Eine persönliche Frage: Sie kommen ja wie Christian Lindner aus Wermelskirchen. Wie kommt es, dass dieser Ort so zur Talentschmiede für die Liberalen wurde?

(lacht) Gute Frage, da muss wohl irgendwas im bergischen Wasser sein. Bis vor kurzem hatten wir da sogar noch einen FDP-Bürgermeister. Nein, im Ernst: Eine wunderschöne Heimat, aber eine echte Erklärung für diese Häufung habe ich auch nicht.

Sie wohnen zur Zeit in Nippes. Wie kam es dazu?

Wenn man in Wermelskirchen aufwächst, ist Köln die Großstadt, an der man orientiert ist. Daher lag der Gedanke nahe, als ich 2014 entschieden habe, meinen Lebensmittelpunkt von Berlin wieder nach NRW zu verlagern. Eine logistische Herausforderung kam hinzu: Mein erster beruflicher Einsatzort in der Bundesagentur für Arbeit als Leiter Strategie der internationalen Abteilung war in Bonn, wo sie sitzt. Meine Aufgabe als FDP-Generalsekretär in NRW führt mich oft nach Düsseldorf, meine politische Wahlheimat ist Olpe im Sauerland – da liegt Köln auch noch genau in der Mitte.

Und was gefällt Ihnen an Köln und Nippes besonders?

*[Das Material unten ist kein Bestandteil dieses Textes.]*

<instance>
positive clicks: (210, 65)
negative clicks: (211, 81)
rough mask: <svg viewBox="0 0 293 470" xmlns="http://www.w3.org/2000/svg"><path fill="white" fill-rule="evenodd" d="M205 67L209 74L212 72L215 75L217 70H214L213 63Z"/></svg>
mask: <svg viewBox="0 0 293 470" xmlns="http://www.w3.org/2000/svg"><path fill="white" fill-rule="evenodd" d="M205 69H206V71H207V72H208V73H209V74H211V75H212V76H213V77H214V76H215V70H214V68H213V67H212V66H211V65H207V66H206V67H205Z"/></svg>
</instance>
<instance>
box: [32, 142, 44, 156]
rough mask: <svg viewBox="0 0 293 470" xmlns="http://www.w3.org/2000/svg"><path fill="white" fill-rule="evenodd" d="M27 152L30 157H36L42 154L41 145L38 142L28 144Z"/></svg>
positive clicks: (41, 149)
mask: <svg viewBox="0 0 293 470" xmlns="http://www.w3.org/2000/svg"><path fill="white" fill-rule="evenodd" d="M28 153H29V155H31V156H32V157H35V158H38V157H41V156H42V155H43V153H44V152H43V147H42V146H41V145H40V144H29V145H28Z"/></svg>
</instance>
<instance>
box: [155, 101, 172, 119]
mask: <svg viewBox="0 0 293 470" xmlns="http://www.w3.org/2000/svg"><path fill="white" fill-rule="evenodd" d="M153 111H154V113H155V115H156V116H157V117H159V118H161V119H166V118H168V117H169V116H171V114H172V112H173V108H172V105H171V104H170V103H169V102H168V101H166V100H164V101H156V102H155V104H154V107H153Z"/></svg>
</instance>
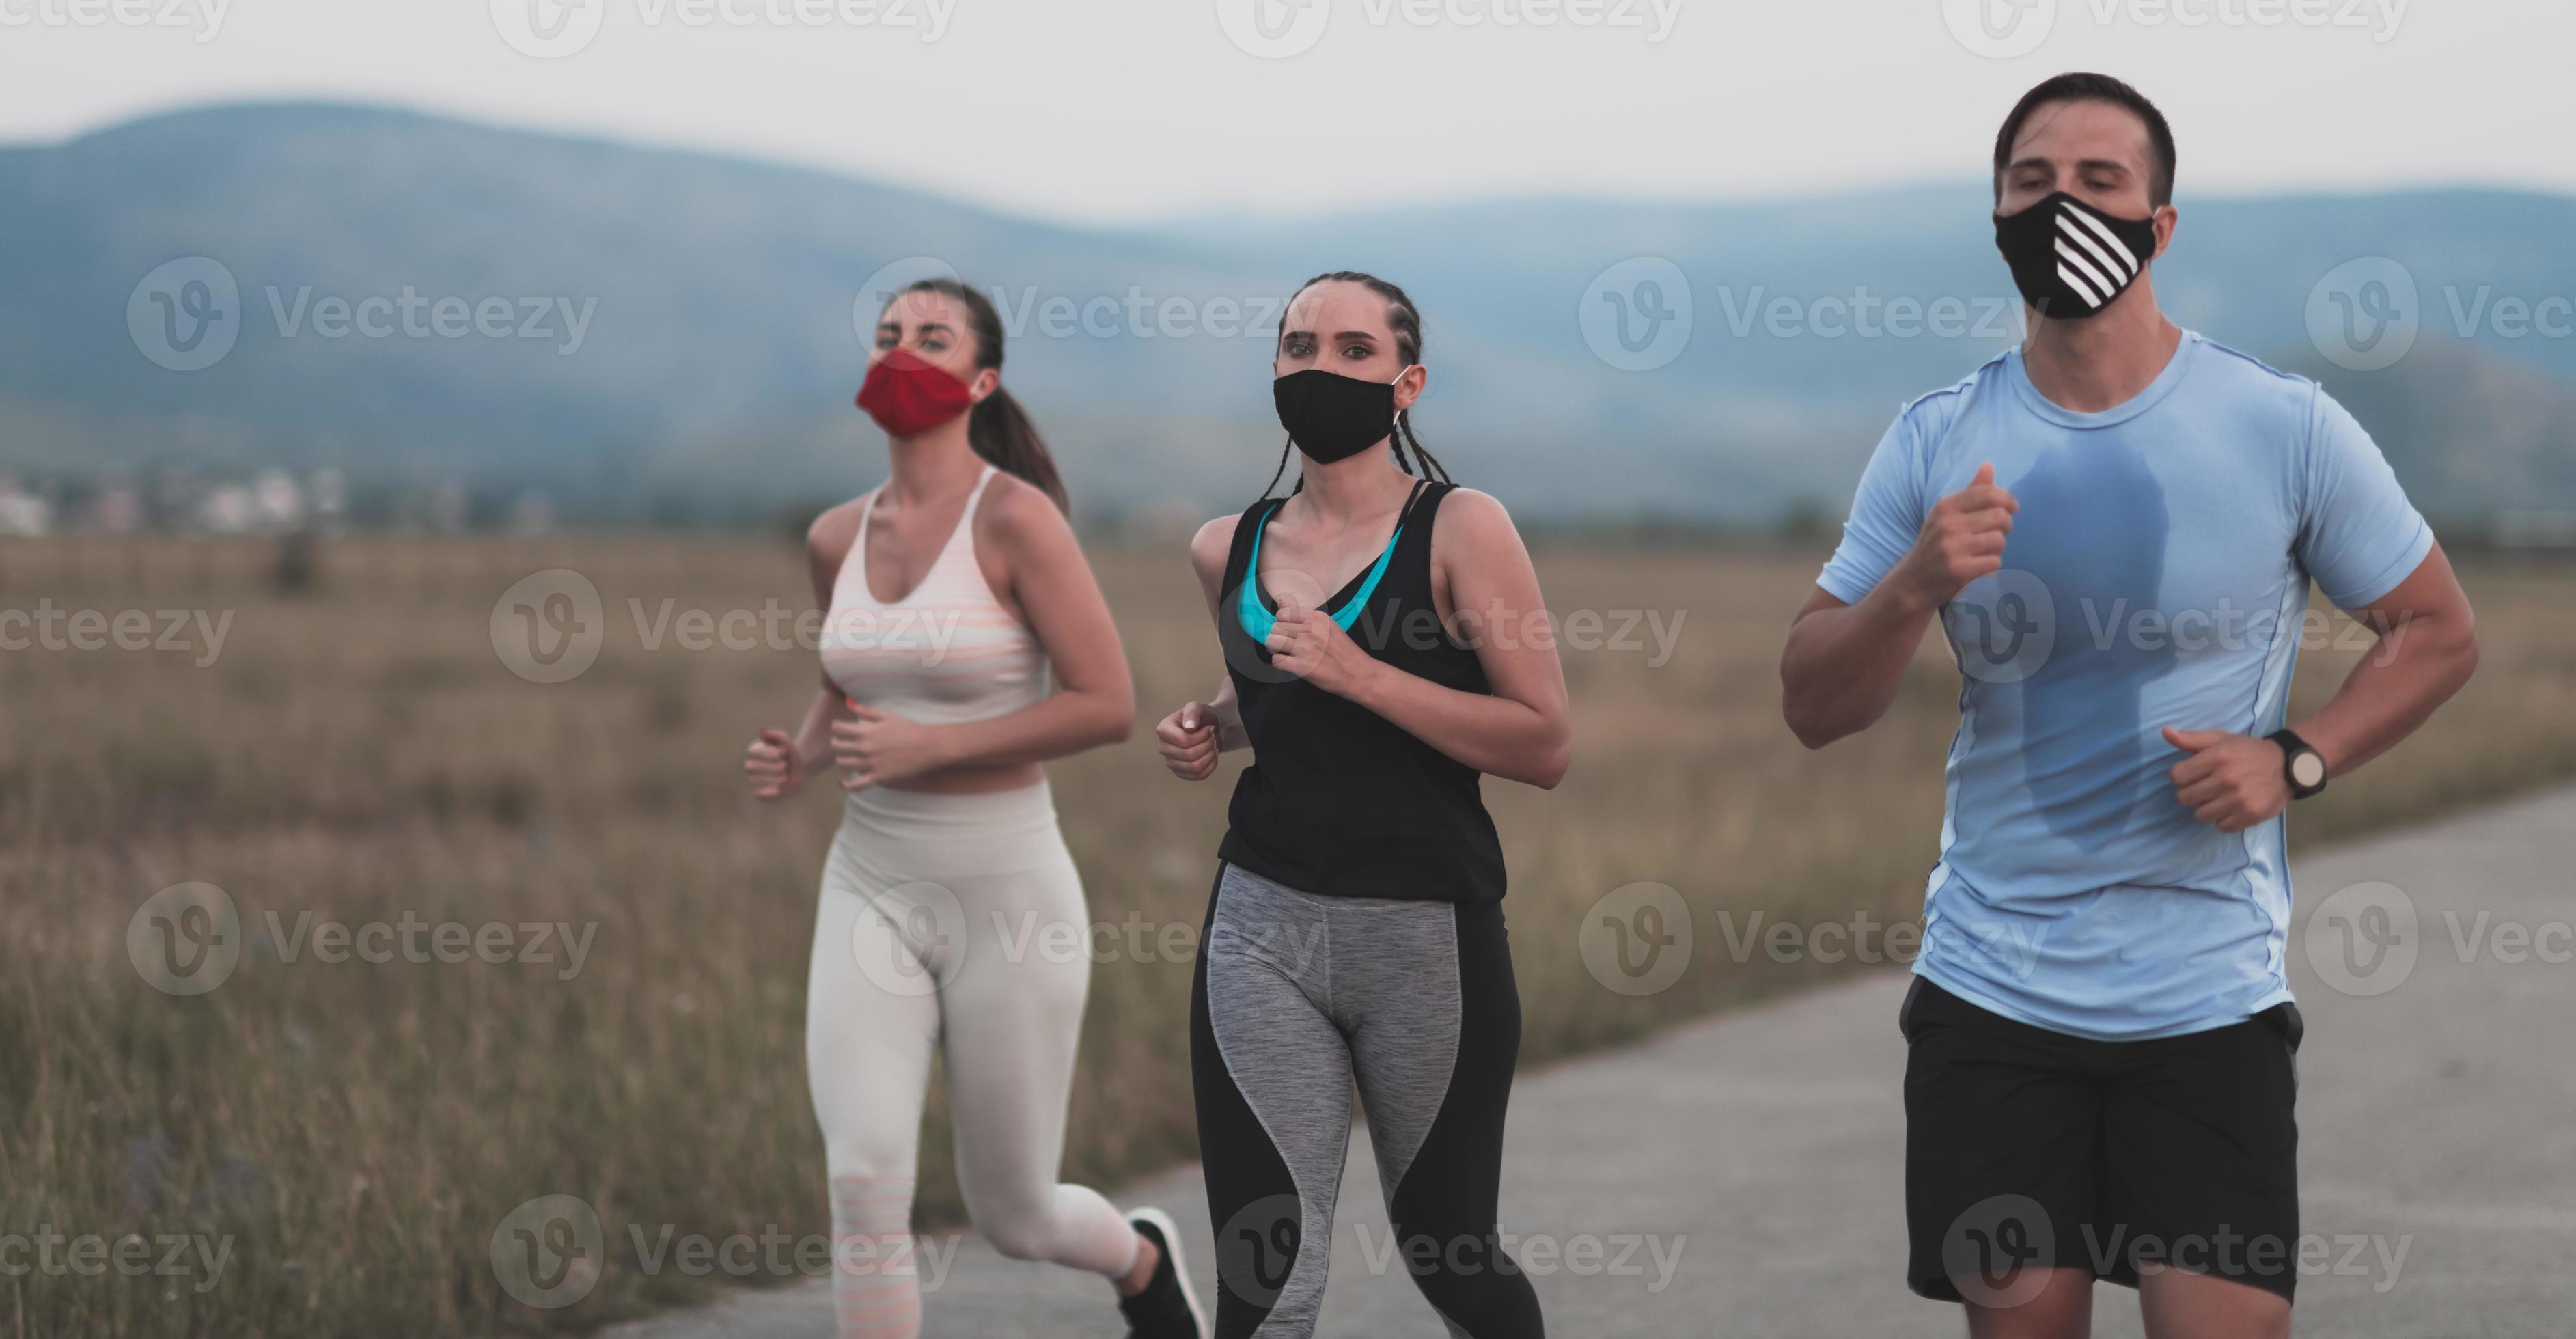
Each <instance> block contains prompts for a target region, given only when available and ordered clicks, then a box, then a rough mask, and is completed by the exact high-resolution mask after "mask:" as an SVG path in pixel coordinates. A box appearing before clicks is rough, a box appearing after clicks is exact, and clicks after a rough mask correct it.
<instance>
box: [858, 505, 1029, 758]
mask: <svg viewBox="0 0 2576 1339" xmlns="http://www.w3.org/2000/svg"><path fill="white" fill-rule="evenodd" d="M992 476H994V469H992V466H984V474H981V476H979V479H976V484H974V492H971V494H969V497H966V512H963V515H958V525H956V530H951V533H948V543H943V546H940V554H938V556H935V559H933V561H930V572H925V574H922V582H920V585H917V587H912V592H909V595H904V597H902V600H878V597H876V595H871V592H868V520H871V518H873V515H876V497H878V494H881V492H886V489H884V487H878V489H876V492H871V494H868V502H863V505H860V512H858V538H855V541H853V543H850V556H848V559H842V564H840V577H837V579H835V582H832V610H829V613H824V623H822V667H824V672H827V675H829V677H832V682H835V685H837V688H840V690H842V693H848V695H850V700H855V703H860V706H873V708H878V711H886V713H894V716H902V718H907V721H920V724H930V726H951V724H958V721H984V718H989V716H1007V713H1012V711H1020V708H1025V706H1036V703H1038V700H1043V698H1046V693H1048V664H1046V646H1041V644H1038V636H1036V633H1030V631H1028V626H1025V623H1020V621H1018V618H1012V615H1010V610H1005V608H1002V603H999V600H997V597H994V595H992V585H987V582H984V569H981V564H976V559H974V512H976V507H981V505H984V487H987V484H992Z"/></svg>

Köln ist einfach die urbanste, vielfältigste Stadt in NRW. Und für Nippes gilt das nach meinem Gefühl besonders: Hier passiert im Moment viel, zu den urkölnischen Einflüssen und der starken türkischen Prägung kommt immer Neues dazu, gleichzeitig ist die Stimmung entspannt – das mag ich sehr. Die relativ zahlreichen Gründerzeit-Häuser sind wunderschön, die Flora ist nah, in der oder um die ich jeden Morgen je nach Uhrzeit laufe. Und dann haben wir auch noch das beste Sushi-Restaurant in Köln. Was will man mehr?

Zu guter Letzt: Gibt es noch etwas, was Sie den Kölner Freien Demokraten schon immer mal sagen wollten?

Bleibt wie ihr seid und nutzt das vielfältige Potenzial dieser weltoffenen, unternehmenslustigen, optimistischen Stadt. Wir können als erneuerte Freie Demokraten auch in den großen Städten noch stärker werden. Unser stärkster Kreisverband, wir zählen auf Euch! Und wann immer ich helfen kann: Sagt Bescheid!

Herr Vogel, herzlichen Dank für das Gespräch.